| Confessions of a cross dresser |
I have a confession. I am a cross dresser. And if you’re thinking, I thought there was something manish about that opinionated foul mouthed attention-seeking tranny, you can forget it. No I’m not getting around in a pair of Y fronts and comfy slippers. I’m not packing socks or a codpiece. I couldn’t. There just wouldn’t be any room. My clothes are so tight at the moment there’s just no room for anyone except me in them.
In fact, there’s actually no longer room in most of my clothes for me anymore. Every morning I stand naked before my closet and beg forgiveness. Please, I ask the frightened contents, please will one of you cover my ample lady sample? There is no movement. Not one of them makes the offer. In fact, I could swear that the last time I tried to slip into my last season Charlie Brown sun frock I heard it scream.
I found my silk chemise in a crumpled heap hiding behind my shoes. If I want to wear a pair of jeans I need to allow at least half an hour to get them over my knees. Then I need a support team to get them over my arse. Then there’s the muffin top problem. If it was just a muffin top it wouldn’t be a problem. Once I zip up I’m looking at a mushroom cloud. Last time I put on my jeans I thought ‘Holy Fukushima!’
At 43 and 92 kilos I am officially a cross dresser. Finding something to wear each morning that is remotely attractive is making me angry. I don’t even remember the last time someone told me I looked nice. (Which is good I guess, because at least it means my friends are honest.) Every time I pour myself into brightly coloured maxi dress I think Jesus, I look like a paisley saveloy. I’m literally splitting at the seams. The other day my son pricked me with a fork and sausage meat came spilling out. Well maybe I dreamed that after passing out in a tub of icecream...
Everything is uncomfortable. Underwear is not only unsightly, it’s non-compliant.My undies roll down at the front and ride up at the back. My bra is so tight around my back I seem to have developed underarm cleavage. Last time I caught sight of the bulging fat rolls I thought about upsizing my next Berlei to a four cupper.
But I haven’t completely given up hope. I still have my skinny clothes. They lay buried deep in a suitcase I keep on top of my wardrobe. It sits up there, taunting me with the knowledge that I was once within my healthy weight range. I’m tempted to give them to my svelte friends, but giving away the clothes that you should be wearing is like admitting to yourself that you are going to be fat forever.
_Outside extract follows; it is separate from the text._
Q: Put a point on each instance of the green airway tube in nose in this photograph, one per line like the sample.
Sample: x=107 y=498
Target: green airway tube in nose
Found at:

The suitcase gives me hope. It reminds me that it’s only willpower and perhaps 12 months of suffering and self-denial that stands between me and looking good in something that not only fits, it’s also comfortable. Sadly though, by the time I reach my target weight, nothing in that suitcase will no longer be fashionable.
Fat people never really tell you how fucked it is being fat. They suffer in silence. When you are a fattie you are never ever comfortable. Clothes cut. Clothes burn. Clothes leave giant red welts. That can’t be normal.
A few weeks ago I relented and bought a kaftan. (I got mine in the camping section at Kmart. It’s a 4-man). It was like a revelation. Apart from the usual chafing, wobbling, and shaking, the kaftan offers a waistless, zipless, button-free utopia that almost had me feeling normal. Until I found a mirror.
If we fatties were to really go for the outfit where we experienced maximum freedom and unrestricted mobility, then we wouldn’t wear clothes at all. We’d go nudie. It’s perhaps not such a bad idea. There’s no better incentive to do something about your fat arse then trying to squeeze into that birthday suit.